Hedges near his conclusion poignantly cites Proust's madeleine, Schopenhauer's comparison of our personal past to a novel dimly recalled, and our ability to strive for goodness despite the failed pieties of fundamentalists and the arrogant hubris of those who'd change the world if only believers could be eliminated from it. He castigates us, who "sit for hours alone in front of screens. We are enraptured and diverted by bread and circuses. And while we sit mesmerized, corporations steadily dismantle the democratic state. We are kept ignorant and entertained." (175) (See my Amazon US remarks about his similar lament in "Empire of Illusion.")

Amusing ourselves to moral death and intellectual regression, for Hedges, Americans fall behind as the image-based culture advances. He may be a bit simplistic here, for if you read this review of him on a screen, it's full of words, but his larger point that literacy declines as diversions increase remains arguably true. He closes by reminding us how few who profess faith bother with dogma, and his illustration of Catholic dismissal of papal bans on contraception (and often abortion) speaks to this tendency. Hedges figures that post-Darwin, the churches have lost the battle to convince moderns that God's in charge of all creation.
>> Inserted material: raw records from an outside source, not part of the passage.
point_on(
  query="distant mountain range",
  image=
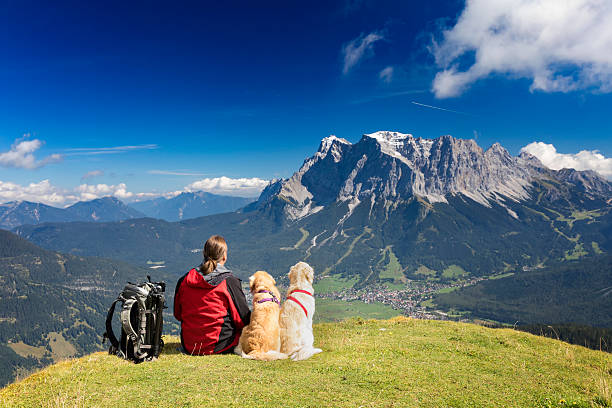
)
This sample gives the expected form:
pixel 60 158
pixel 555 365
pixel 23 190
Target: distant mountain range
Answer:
pixel 103 209
pixel 423 208
pixel 52 305
pixel 107 209
pixel 393 210
pixel 190 205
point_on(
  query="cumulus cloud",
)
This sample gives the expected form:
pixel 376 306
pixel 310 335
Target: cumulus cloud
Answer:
pixel 242 187
pixel 86 192
pixel 92 174
pixel 386 75
pixel 43 192
pixel 560 46
pixel 47 193
pixel 21 155
pixel 357 49
pixel 583 160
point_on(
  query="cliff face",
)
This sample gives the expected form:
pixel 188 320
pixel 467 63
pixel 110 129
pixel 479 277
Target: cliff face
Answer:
pixel 396 166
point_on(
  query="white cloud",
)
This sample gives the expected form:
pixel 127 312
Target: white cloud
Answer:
pixel 386 75
pixel 86 192
pixel 21 155
pixel 92 174
pixel 560 46
pixel 583 160
pixel 43 192
pixel 47 193
pixel 242 187
pixel 359 48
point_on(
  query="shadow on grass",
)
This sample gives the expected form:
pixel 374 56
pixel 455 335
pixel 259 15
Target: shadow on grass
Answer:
pixel 172 347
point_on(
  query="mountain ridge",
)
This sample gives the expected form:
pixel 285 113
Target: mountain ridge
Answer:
pixel 16 213
pixel 190 205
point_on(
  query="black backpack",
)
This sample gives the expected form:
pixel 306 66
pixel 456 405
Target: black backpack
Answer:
pixel 141 322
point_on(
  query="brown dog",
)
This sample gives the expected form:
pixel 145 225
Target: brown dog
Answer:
pixel 260 340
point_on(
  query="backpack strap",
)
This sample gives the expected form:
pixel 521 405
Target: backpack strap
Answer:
pixel 114 348
pixel 129 329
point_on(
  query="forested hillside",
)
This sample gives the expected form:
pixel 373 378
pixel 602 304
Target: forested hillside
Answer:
pixel 53 305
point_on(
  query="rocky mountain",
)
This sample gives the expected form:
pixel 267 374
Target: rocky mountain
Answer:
pixel 390 166
pixel 190 205
pixel 103 209
pixel 52 305
pixel 388 209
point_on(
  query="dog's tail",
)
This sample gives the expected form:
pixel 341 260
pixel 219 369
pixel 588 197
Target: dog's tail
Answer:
pixel 266 356
pixel 305 353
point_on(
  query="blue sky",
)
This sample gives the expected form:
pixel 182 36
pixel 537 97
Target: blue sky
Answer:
pixel 120 95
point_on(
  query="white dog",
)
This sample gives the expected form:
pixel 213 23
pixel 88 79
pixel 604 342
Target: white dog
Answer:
pixel 296 314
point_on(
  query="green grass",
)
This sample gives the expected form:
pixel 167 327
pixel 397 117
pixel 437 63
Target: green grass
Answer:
pixel 596 248
pixel 448 290
pixel 453 271
pixel 393 363
pixel 332 310
pixel 393 269
pixel 579 215
pixel 366 230
pixel 423 270
pixel 303 238
pixel 577 253
pixel 502 275
pixel 334 283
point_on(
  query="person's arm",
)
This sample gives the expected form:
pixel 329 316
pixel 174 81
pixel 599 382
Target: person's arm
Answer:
pixel 177 300
pixel 235 289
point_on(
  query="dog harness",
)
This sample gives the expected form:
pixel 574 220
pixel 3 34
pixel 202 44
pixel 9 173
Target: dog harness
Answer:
pixel 272 299
pixel 297 301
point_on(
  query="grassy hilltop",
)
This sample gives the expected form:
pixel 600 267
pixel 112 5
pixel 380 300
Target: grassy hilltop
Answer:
pixel 399 362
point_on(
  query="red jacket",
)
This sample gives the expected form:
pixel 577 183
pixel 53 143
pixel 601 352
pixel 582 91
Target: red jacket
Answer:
pixel 212 310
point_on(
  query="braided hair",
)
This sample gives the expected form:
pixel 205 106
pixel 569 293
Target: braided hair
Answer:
pixel 213 252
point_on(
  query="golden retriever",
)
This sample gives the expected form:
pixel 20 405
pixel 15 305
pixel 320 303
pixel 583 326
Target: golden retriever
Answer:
pixel 296 314
pixel 260 340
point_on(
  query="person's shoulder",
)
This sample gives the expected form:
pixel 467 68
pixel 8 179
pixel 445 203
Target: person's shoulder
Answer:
pixel 232 278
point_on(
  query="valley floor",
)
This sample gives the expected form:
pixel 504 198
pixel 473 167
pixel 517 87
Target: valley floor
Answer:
pixel 399 362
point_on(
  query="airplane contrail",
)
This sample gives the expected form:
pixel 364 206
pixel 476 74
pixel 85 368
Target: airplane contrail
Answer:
pixel 438 108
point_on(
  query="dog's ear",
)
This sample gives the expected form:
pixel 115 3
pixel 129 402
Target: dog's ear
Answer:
pixel 310 274
pixel 291 275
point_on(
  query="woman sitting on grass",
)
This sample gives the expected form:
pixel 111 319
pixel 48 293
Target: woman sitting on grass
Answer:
pixel 210 304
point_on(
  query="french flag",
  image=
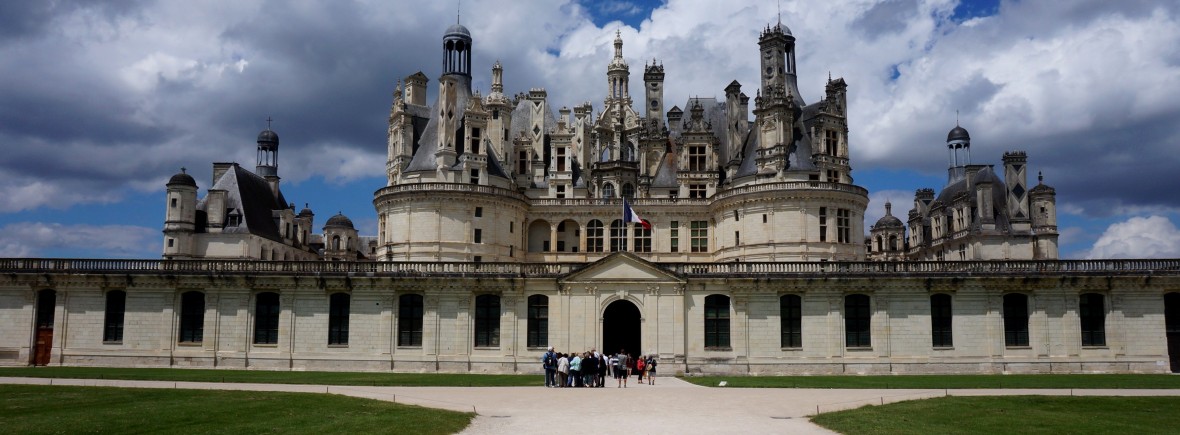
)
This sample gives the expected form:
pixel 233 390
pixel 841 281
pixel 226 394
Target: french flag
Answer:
pixel 630 216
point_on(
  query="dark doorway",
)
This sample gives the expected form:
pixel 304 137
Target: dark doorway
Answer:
pixel 43 347
pixel 1172 325
pixel 621 328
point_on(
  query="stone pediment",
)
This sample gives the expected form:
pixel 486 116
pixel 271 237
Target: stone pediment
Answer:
pixel 622 267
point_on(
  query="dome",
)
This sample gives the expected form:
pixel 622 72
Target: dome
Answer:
pixel 457 31
pixel 182 178
pixel 958 133
pixel 268 136
pixel 340 219
pixel 887 221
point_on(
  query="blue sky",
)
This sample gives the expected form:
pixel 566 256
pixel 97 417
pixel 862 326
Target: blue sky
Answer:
pixel 102 103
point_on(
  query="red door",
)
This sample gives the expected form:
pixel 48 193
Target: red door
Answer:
pixel 44 347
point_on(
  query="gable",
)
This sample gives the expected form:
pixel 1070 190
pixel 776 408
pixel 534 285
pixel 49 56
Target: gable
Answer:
pixel 622 267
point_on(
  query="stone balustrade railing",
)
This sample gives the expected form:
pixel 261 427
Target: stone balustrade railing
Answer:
pixel 752 269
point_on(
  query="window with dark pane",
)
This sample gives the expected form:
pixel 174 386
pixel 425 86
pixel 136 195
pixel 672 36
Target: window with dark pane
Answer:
pixel 410 320
pixel 338 318
pixel 266 318
pixel 792 321
pixel 857 321
pixel 716 322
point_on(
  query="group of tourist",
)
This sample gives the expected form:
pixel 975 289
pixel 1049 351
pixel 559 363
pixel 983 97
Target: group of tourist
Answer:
pixel 591 368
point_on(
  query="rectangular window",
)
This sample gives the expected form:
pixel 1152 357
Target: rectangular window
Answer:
pixel 112 321
pixel 642 238
pixel 266 318
pixel 1092 311
pixel 674 237
pixel 791 321
pixel 192 317
pixel 538 321
pixel 487 321
pixel 338 318
pixel 823 224
pixel 699 236
pixel 941 321
pixel 1016 320
pixel 844 225
pixel 696 160
pixel 410 320
pixel 857 321
pixel 716 322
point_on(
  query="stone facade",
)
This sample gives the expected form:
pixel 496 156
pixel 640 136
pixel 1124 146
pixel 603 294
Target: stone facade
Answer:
pixel 672 303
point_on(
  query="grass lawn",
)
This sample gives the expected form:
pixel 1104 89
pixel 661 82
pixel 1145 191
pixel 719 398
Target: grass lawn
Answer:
pixel 1011 415
pixel 40 409
pixel 943 381
pixel 261 376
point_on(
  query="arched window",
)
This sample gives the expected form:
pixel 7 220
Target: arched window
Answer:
pixel 338 318
pixel 487 321
pixel 642 237
pixel 941 315
pixel 1016 320
pixel 716 322
pixel 791 317
pixel 857 322
pixel 112 321
pixel 192 317
pixel 608 190
pixel 538 321
pixel 617 236
pixel 594 236
pixel 266 318
pixel 1092 311
pixel 410 320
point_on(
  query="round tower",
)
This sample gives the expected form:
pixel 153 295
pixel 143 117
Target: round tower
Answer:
pixel 1043 200
pixel 179 218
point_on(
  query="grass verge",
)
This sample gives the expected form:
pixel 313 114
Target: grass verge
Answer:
pixel 1011 415
pixel 40 409
pixel 294 377
pixel 945 381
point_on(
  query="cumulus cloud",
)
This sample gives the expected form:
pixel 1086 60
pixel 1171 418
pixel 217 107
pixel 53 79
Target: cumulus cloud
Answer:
pixel 1139 237
pixel 37 239
pixel 106 100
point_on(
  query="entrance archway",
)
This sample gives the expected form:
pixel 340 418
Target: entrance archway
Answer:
pixel 43 344
pixel 621 328
pixel 1172 328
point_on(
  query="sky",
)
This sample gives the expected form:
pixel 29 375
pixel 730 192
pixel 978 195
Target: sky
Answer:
pixel 100 103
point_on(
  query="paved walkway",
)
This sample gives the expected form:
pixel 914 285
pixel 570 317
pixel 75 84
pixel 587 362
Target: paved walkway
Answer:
pixel 670 406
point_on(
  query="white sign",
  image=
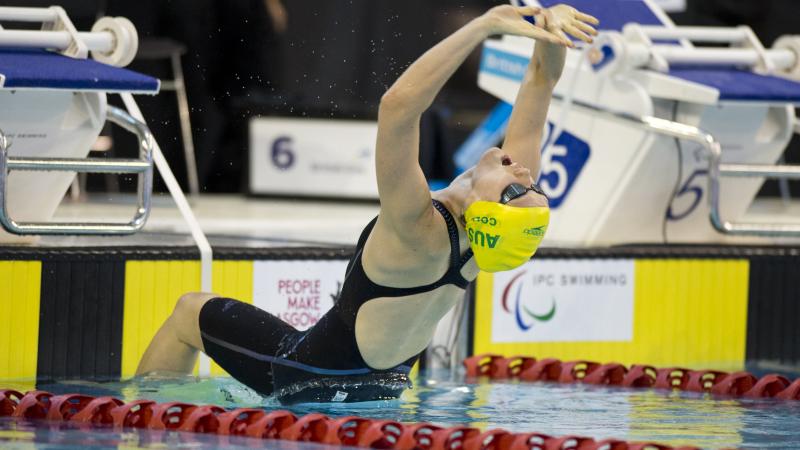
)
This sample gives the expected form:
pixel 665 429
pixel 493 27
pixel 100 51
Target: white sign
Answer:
pixel 298 292
pixel 329 158
pixel 564 301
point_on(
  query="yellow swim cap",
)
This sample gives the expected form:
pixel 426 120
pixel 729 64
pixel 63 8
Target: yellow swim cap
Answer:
pixel 503 237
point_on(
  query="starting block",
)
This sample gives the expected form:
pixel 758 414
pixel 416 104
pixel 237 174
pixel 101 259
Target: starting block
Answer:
pixel 655 138
pixel 53 109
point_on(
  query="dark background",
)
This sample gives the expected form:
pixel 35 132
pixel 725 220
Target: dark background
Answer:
pixel 334 60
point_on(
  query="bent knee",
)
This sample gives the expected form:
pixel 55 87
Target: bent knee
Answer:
pixel 187 309
pixel 185 318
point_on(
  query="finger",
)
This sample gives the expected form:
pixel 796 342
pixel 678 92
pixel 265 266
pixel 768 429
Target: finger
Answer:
pixel 578 33
pixel 529 10
pixel 588 29
pixel 586 18
pixel 542 35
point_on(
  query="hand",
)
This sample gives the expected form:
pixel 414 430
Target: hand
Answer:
pixel 278 15
pixel 561 19
pixel 507 19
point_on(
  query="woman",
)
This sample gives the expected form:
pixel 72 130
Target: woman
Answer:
pixel 415 259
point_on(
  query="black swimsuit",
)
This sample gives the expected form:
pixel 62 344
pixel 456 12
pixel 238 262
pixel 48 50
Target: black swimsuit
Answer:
pixel 323 363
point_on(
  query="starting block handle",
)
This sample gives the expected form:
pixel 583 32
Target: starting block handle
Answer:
pixel 21 14
pixel 716 170
pixel 143 166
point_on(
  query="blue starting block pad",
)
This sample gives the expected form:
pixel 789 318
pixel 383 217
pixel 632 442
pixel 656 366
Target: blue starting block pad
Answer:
pixel 40 69
pixel 741 85
pixel 733 84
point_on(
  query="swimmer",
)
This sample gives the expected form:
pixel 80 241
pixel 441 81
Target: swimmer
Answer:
pixel 414 261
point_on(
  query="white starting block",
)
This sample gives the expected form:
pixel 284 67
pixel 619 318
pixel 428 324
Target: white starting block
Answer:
pixel 656 129
pixel 52 109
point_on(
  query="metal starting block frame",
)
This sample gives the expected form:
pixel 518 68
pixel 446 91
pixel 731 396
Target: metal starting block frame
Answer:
pixel 142 166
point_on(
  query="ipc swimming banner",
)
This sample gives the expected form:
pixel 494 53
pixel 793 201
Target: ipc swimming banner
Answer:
pixel 686 312
pixel 564 300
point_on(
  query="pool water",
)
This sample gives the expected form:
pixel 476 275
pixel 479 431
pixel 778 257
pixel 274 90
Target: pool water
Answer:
pixel 673 418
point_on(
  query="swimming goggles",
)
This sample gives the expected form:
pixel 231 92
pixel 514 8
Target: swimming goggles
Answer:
pixel 516 190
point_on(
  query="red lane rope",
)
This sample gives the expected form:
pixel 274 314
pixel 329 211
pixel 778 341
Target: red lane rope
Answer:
pixel 257 423
pixel 735 384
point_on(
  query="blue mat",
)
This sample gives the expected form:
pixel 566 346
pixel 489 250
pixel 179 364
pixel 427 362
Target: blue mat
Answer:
pixel 40 69
pixel 742 85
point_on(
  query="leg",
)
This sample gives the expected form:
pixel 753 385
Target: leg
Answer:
pixel 175 345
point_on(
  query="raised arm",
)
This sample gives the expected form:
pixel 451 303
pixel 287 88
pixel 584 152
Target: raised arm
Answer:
pixel 524 134
pixel 402 187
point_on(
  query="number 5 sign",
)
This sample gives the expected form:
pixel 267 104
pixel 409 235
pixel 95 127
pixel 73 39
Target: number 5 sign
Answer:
pixel 561 165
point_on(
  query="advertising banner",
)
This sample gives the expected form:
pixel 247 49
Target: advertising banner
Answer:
pixel 563 301
pixel 299 292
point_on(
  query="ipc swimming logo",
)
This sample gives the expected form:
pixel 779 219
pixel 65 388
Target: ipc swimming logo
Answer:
pixel 524 315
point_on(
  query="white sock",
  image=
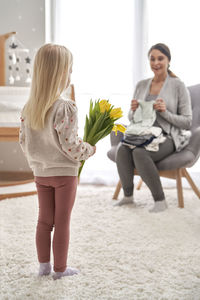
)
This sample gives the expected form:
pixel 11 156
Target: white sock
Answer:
pixel 68 272
pixel 159 206
pixel 124 200
pixel 45 269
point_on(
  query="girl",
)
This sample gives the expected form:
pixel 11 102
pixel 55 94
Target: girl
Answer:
pixel 49 139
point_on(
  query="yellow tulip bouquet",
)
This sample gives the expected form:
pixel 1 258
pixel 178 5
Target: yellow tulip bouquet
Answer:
pixel 100 123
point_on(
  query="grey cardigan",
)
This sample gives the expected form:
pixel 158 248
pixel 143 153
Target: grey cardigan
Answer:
pixel 177 119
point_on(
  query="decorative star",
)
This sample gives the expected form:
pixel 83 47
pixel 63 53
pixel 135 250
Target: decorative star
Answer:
pixel 13 46
pixel 28 60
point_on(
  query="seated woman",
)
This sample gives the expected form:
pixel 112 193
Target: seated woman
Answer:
pixel 173 116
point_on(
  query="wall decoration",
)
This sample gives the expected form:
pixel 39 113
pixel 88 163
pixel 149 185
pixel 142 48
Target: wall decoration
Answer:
pixel 18 61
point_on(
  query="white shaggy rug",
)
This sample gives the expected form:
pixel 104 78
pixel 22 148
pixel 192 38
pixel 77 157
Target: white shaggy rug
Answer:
pixel 122 252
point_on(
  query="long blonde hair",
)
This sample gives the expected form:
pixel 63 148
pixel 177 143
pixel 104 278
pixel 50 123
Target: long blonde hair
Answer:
pixel 51 74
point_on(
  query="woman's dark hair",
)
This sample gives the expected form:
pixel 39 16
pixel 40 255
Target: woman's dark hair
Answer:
pixel 165 50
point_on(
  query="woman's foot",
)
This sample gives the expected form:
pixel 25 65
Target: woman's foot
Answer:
pixel 124 200
pixel 68 272
pixel 45 269
pixel 159 206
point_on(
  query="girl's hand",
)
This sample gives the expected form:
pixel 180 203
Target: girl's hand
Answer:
pixel 134 104
pixel 160 105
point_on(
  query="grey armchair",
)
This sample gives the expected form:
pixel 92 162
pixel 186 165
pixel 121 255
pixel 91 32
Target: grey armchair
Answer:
pixel 173 166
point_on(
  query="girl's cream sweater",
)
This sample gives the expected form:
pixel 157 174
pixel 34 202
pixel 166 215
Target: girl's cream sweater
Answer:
pixel 55 150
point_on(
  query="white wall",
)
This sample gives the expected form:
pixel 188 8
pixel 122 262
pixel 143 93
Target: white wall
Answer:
pixel 27 18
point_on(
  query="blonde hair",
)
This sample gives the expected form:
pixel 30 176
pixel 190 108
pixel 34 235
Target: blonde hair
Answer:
pixel 51 75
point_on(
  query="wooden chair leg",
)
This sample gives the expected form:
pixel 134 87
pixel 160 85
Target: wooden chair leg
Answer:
pixel 191 182
pixel 139 184
pixel 117 190
pixel 179 188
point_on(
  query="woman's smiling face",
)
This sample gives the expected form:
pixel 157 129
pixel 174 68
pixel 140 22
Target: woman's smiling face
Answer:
pixel 158 62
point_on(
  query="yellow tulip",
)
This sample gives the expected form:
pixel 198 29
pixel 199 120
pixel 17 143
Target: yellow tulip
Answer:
pixel 118 127
pixel 116 113
pixel 104 106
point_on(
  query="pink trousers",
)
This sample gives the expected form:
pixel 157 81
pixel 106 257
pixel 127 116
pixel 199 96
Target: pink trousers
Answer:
pixel 56 196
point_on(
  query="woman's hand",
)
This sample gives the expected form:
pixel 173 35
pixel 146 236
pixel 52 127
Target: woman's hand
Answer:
pixel 160 105
pixel 134 104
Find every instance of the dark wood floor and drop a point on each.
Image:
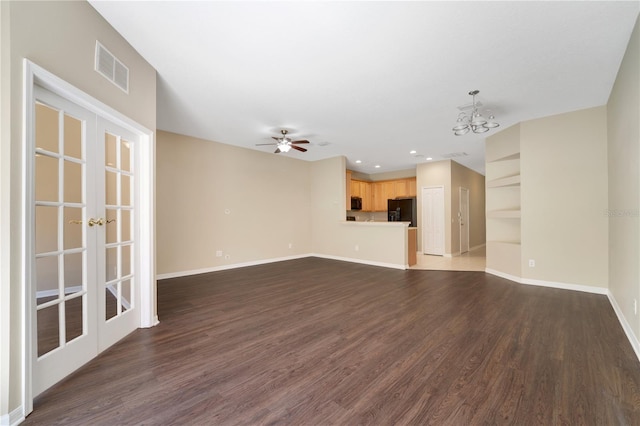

But, he admires the broader religious contributions to moral inquiry. He regards their mission to "unfetter the mind from prejudices that blunt reflection and self-criticism" as admirable. (184) He aligns these with the Greek admonition to "know thyself." He rejects absolutism, and preaches awareness of "our limitations and imperfections" to counter the utopian dreams. Humility for humanity shows, he concludes, "the limits of reason and the possibilities of religion." (185)

(P.S. I've reviewed, among thousands of others on Amazon US, the authors he criticizes: Daniel Dennett, "Breaking the Spell"; Sam Harris' "The End of Faith" & "Letter to a Christian Nation"; Christopher Hitchens' "god Is Not Great"; Richard Dawkins' "The God Delusion." Posted to Amazon US 11-5-10 & Lunch.com 12-5-10. My reviews, more recently, on Krasny, and Hedges' overlapping "Empire of Illusion," also appear there.)